Beacon councilmember called disloyal by party
By Brian PJ Cronin
Beacon City Council member Ali Muhammad, a Democrat who represents the 4th Ward, turned heads last year when he urged the Beacon Democratic Committee to not field a candidate for mayor and instead support incumbent Randy Casale, a member of the Independence Party. The committee declined and endorsed former Dutchess County legislator Ron Ray as its candidate.
Although Muhammad proceeded to petition for Ray, he publicly endorsed Casale, as well as Republican Marc Molinaro for Dutchess County Executive and Independence Party member John Foreman for the county legislature.
That didn’t sit well with the Dutchess County Democratic Committee, of which Muhammad is a member.
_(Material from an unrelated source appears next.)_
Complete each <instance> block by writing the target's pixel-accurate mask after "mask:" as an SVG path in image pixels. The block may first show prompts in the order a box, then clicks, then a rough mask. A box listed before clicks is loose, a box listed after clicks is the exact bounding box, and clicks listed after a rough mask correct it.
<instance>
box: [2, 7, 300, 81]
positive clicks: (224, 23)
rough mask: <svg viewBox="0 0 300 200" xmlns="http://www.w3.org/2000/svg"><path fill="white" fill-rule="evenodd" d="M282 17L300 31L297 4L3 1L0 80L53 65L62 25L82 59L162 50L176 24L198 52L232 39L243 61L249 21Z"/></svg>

In August 2015, he was called before the committee, accused of disloyalty, and censured.
“It was basically a slap on the wrist and a written reprimand,” he told The Paper/Philipstown.info. “But I continued to do what I do because I don’t think I’ve done anything wrong. I’ve been extremely loyal to the people who I serve. I’m not the type of person to be quiet.”
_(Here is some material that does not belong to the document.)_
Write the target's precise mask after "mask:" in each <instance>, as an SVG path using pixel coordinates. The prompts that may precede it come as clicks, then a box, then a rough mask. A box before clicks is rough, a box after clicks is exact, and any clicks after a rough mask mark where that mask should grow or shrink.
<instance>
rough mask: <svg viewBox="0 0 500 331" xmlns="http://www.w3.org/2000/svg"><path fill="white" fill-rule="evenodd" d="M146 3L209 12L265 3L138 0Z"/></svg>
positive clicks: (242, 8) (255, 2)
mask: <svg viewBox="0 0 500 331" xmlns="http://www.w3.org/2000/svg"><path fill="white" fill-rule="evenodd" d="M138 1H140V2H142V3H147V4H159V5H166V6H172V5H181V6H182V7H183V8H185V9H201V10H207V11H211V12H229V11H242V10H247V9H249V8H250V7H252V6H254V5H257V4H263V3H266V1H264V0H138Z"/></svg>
After the hearing, Muhammad, continued to endorse Casale, Molinaro and Foreman. In November, Muhammad (who was himself running for re-election), Casale and Molinaro all won by substantial margins, and Foreman defeated Democratic challenger Tony Sciarrone by fewer than 20 votes.
Now, Muhammad has been charged with disloyalty for a second time. If found culpable, he could be removed from both the Beacon and Dutchess County Democratic committees.
At the heart of the issue are the by-laws of the Dutchess County Democratic Committee, which state that committee members cannot support candidates who are not Democrats. Muhammad said he was initially unaware of this “disloyalty clause” but even had he known about it, he still would have offered his support to Casale.
“I didn’t feel that Randy Casale had to be the best Republican or Democrat,” he said. “I felt like he just had to be the best candidate for the job. And I didn’t see anyone out there in the political landscape who was better. I understood after that that I was going against the by-laws. I wasn’t trying to cause a ruckus. I just felt that I was doing the right thing by the people. And if that’s the platform that we want to push, then let’s get enough people in here so that we can change those by-laws.”
By contrast, the loyalty clause in the by-laws for the Dutchess County Republican Committee states only that members may not donate to candidates outside the party, although they are free to endorse anyone, according to Justin Riccobono, the chair of the Beacon Republican Committee.
“You’d get a lot of stink-eyes across the room, but you wouldn’t be bounced from the committee for that,” he said. “And it happens. People have done it in the past.”
Pam Wetherbee, the chair of the Beacon Democratic Committee and member of the City Council, said in a statement that committee members who wish to support outside candidates must resign from the committee.
“This is the normal way most committee people resolve the conflict between their personal preference and their obligation as a committee member,” she wrote. “Resigning to resolve the conflict is not uncommon and we had a member do it in the past election. The resignation is often accepted without prejudice to re-joining the committee. Charges for removal rarely occur because most people take the honorable way to resolve conflict of strongly held personal preferences and committee obligation by resigning.”
In a follow-up interview, Wetherbee said that Muhammad was asked to resign from the committee if he wished to publicly endorse Casale but declined. She also pointed out that being removed would not mean that Muhammad would be removed from the city council or even from the Democratic Party.
“Even if he was no longer part of the committee, he could still run as a Democrat in the future and even ask for our endorsement,” she said. “This has become a bigger issue than it really is.”
Mayor Casale said the conflict is “one of the reasons why I’m not a big fan of party politics. I always felt that they find ways to ostracize you if you don’t march to the beat of your party’s drum. I learned that the hard way, which is why I’m part of the Independence Party now” after leaving the Republican party.
Casale also said that while Muhammad could run as a Democrat no matter what happens at the hearing, campaigning is easier with the support of the party. “It’s tough if you don’t know all of the election laws and you don’t have someone to help you get through them,” he said. “But I believe this will work out for Ali because no matter what happens in the hearing, he still has a strong voice in the community.”
Although Muhammad could join Casale in the Independence Party, he says he’d rather stick with the Democrats. “Since I was 18 I’ve been pushing the Democratic platform because I live the Democratic platform,” he said. “I’m an impoverished, underrepresented minority in America.”
He plans to fight the charges because “it’s a tarnish and it looks bad. Anyone running against me in the future could bring it up. Is it the end of the world? No, but what am I being punished for, truly? It’s not a good look and I don’t believe that it’s warranted.”
The hearing is scheduled for 7 p.m. on Tuesday, March 29, at the offices of the Dutchess County Democratic Committee in Poughkeepsie. Although it was not clear at press time if the hearing would be open to the public, Muhammad said that he would “bring as many people with me as possible, even if they have to wait outside. We’re bringing the house down.”